JDK-8155917 : Memory access in free regions during G1 full gc causes regressions in SPECjvm2008 scimark.fft,lu,sor,sparse with 9+116 on Linux-x64
  • Type: Bug
  • Component: hotspot
  • Sub-Component: gc
  • Affected Version: 9
  • Priority: P2
  • Status: Closed
  • Resolution: Fixed
  • OS: linux
  • CPU: generic
  • Submitted: 2016-05-03
  • Updated: 2018-06-21
  • Resolved: 2016-08-30
The Version table provides details related to the release that this issue/RFE will be addressed.

Unresolved : Release in which this issue/RFE will be addressed.
Resolved: Release in which this issue/RFE has been resolved.
Fixed : Release in which this issue/RFE has been fixed. The release containing this fix may be available for download as an Early Access Release or a General Availability Release.

To download the current JDK release, click here.
JDK 9
9 b137Fixed
Related Reports
Blocks :  
Relates :  
Relates :  
Relates :  
Description
FFT in particular regress in build 116 compared to 115, with more marking rounds and GCs during the benchmark run. The regression shows up with and without large pages enabled.

As this might be ergo-related, testing impact of JDK-8077144 might be a good first step.
Comments
See comments from Thomas about performance testing.
26-07-2017

During Full GC, JDK-8073321 accesses memory that has not been paged in (in free regions) at startup. This, possibly in combination with the hardware used in our performance lab, seems to screw with the memory manager of the OS (some RHEL 6), causing performance regressions.

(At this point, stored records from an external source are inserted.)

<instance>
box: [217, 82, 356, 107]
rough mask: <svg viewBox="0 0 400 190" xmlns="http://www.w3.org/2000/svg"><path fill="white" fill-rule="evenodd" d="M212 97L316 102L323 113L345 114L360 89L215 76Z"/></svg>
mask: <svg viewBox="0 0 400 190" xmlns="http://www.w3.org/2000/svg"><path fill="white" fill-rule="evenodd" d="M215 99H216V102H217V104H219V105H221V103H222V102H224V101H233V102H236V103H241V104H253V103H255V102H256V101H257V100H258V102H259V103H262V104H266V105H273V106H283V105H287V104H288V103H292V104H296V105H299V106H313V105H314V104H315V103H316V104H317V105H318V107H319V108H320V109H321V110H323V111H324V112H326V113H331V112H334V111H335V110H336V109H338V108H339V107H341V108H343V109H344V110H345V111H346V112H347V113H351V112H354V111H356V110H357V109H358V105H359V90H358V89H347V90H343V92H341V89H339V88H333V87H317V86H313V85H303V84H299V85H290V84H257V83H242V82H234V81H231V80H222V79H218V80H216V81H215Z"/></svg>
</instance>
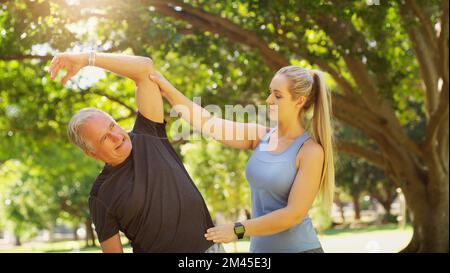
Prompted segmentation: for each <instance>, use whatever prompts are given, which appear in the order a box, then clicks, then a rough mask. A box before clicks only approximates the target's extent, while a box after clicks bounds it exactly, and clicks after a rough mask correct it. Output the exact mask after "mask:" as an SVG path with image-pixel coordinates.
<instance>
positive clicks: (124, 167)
mask: <svg viewBox="0 0 450 273" xmlns="http://www.w3.org/2000/svg"><path fill="white" fill-rule="evenodd" d="M165 125H166V122H164V123H157V122H153V121H151V120H149V119H146V118H145V117H144V116H143V115H141V114H140V113H138V116H137V119H136V122H135V124H134V128H133V130H132V131H131V132H130V133H129V135H130V137H131V142H132V151H131V154H130V156H129V157H128V158H127V159H126V160H125V161H124V162H122V163H120V164H119V165H117V166H110V165H107V164H105V167H104V168H103V170H102V171H101V173H100V175H99V176H98V177H97V179H96V181H95V182H94V185H93V186H92V190H91V193H90V197H89V209H90V213H91V218H92V221H93V223H94V225H95V230H96V232H97V235H98V239H99V241H100V242H103V241H105V240H106V239H108V238H110V237H111V236H113V235H115V234H116V233H117V232H119V230H120V231H122V232H123V233H124V234H125V235H126V236H127V238H128V239H129V240H130V241H131V245H132V246H133V252H204V251H205V250H206V249H208V248H209V247H210V246H211V245H213V243H212V242H211V241H207V240H206V239H205V237H204V234H205V233H206V230H207V229H208V228H210V227H212V226H213V222H212V220H211V216H210V214H209V212H208V209H207V207H206V204H205V202H204V200H203V197H202V196H201V194H200V192H199V191H198V189H197V187H196V186H195V184H194V183H193V181H192V179H191V178H190V176H189V174H188V173H187V171H186V169H185V167H184V165H183V163H182V162H181V160H180V158H179V157H178V155H177V154H176V152H175V151H174V149H173V148H172V146H171V145H170V142H169V141H168V139H167V135H166V130H165Z"/></svg>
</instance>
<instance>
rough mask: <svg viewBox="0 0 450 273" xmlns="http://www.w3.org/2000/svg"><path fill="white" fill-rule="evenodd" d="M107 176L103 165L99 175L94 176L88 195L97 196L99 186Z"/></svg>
mask: <svg viewBox="0 0 450 273" xmlns="http://www.w3.org/2000/svg"><path fill="white" fill-rule="evenodd" d="M108 177H109V171H108V169H107V168H106V165H105V167H103V169H102V170H101V172H100V173H99V175H98V176H97V177H96V178H95V180H94V183H93V184H92V187H91V192H90V194H89V195H90V196H91V197H92V196H94V197H97V196H98V193H99V191H100V188H101V186H102V185H103V183H104V182H105V181H106V180H107V179H108Z"/></svg>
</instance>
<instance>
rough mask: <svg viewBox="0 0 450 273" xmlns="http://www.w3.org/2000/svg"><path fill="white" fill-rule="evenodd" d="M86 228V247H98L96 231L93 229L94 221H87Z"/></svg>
mask: <svg viewBox="0 0 450 273" xmlns="http://www.w3.org/2000/svg"><path fill="white" fill-rule="evenodd" d="M85 227H86V246H88V247H89V246H96V244H95V235H94V229H93V228H92V221H91V220H90V219H88V220H86V222H85ZM91 243H92V244H91Z"/></svg>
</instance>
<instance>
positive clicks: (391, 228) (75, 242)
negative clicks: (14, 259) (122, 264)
mask: <svg viewBox="0 0 450 273" xmlns="http://www.w3.org/2000/svg"><path fill="white" fill-rule="evenodd" d="M411 237H412V228H411V227H406V228H405V229H403V230H402V229H398V228H397V225H395V224H392V225H382V226H369V227H365V228H358V229H349V228H345V229H332V230H327V231H325V232H323V233H322V234H320V235H319V240H320V242H321V243H322V246H323V248H324V250H325V252H327V253H342V252H356V253H364V252H366V253H367V252H391V253H393V252H398V251H400V250H401V249H402V248H404V247H405V246H406V245H407V244H408V242H409V241H410V239H411ZM122 242H124V244H125V245H124V252H126V253H131V252H132V249H131V246H130V245H129V244H128V241H127V240H126V239H125V238H124V239H123V240H122ZM249 247H250V241H249V240H248V239H247V240H243V241H238V242H233V243H229V244H224V248H225V250H226V252H228V253H234V252H248V250H249ZM0 252H15V253H17V252H22V253H34V252H58V253H61V252H73V253H95V252H101V250H100V248H99V247H88V248H86V247H85V241H84V240H80V241H64V242H54V243H27V244H25V245H23V246H20V247H11V248H6V249H5V248H3V249H0Z"/></svg>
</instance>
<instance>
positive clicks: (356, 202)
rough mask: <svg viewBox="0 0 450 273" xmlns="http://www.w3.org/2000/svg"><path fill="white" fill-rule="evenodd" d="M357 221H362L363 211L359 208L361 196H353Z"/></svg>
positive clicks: (356, 218)
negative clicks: (361, 215)
mask: <svg viewBox="0 0 450 273" xmlns="http://www.w3.org/2000/svg"><path fill="white" fill-rule="evenodd" d="M352 200H353V209H354V211H355V221H359V220H361V209H360V207H359V196H352Z"/></svg>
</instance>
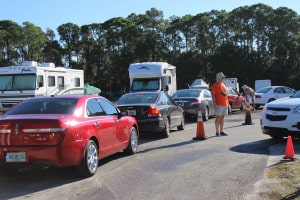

Locally, on RHEL7, I can not reproduce the issue (i.e. the impact on the following benchmark run, the full gc is still slow), but it is definitely a good idea to not have full gc touch all memory.
10-08-2016

On FFT (going to look at other benchmarks too, and verify this result a bit more) JDK-8073321 seems to be the cause for this problem. Apart from the score difference, the only observable effect is that the first initial full gc that should compact the initial heap after startup takes ~12 times longer. JDK-8073321 should only affect full gc, so it is even more interesting that it has such a high impact on the remaining runtime (and only depending on some other settings).
08-08-2016

Further investigation showed that almost all of these regressions disappear with -XX:+UseCountedLoopSafepoints. However there are many crashes on SPECjvm2008 benchmarks, so any further investigation until they have been fixed a not good use of time. For this reason I am adding JDK-8161147 as a blocker for this issue.
13-07-2016

There is a very strong indication that the regressions are caused by not having JDK-5014723. At least there is no regression from b115 to b116 if -XX:+UseCountedLoopSafepoints is set.
12-07-2016

At least the crashes reproduce easily with SPECjvm2008 scimark.fft and sor when -XX:+UseCountedLoopSafepoints is set with something like b125.
12-07-2016

This issue may be related to JDK-8161147 as G1 does a few more GCs with later versions that increase the likelihood for these long waits causing performance drops occurring quite a bit. Particularly it explains very high variation of results after some fixes (that still result in slightly more GC pauses than before).
12-07-2016

Some runs with gc+ergo*=debug indicate that the following is happening: the heap is so tight that G1 continuously requests marking cycle (i.e. below threshold), but none of these markings reclaim anything. For adaptive IHOP the situation looks as if the marking cycle is never completed (because there is not a single mixed gc happening), so the threshold is never adjusted (upwards) to break out of this loop. With b116 the marking cycle got significantly faster, so it can do more concurrent markings (that all do nothing) with everything that entails, most likely causing the regressions.
25-05-2016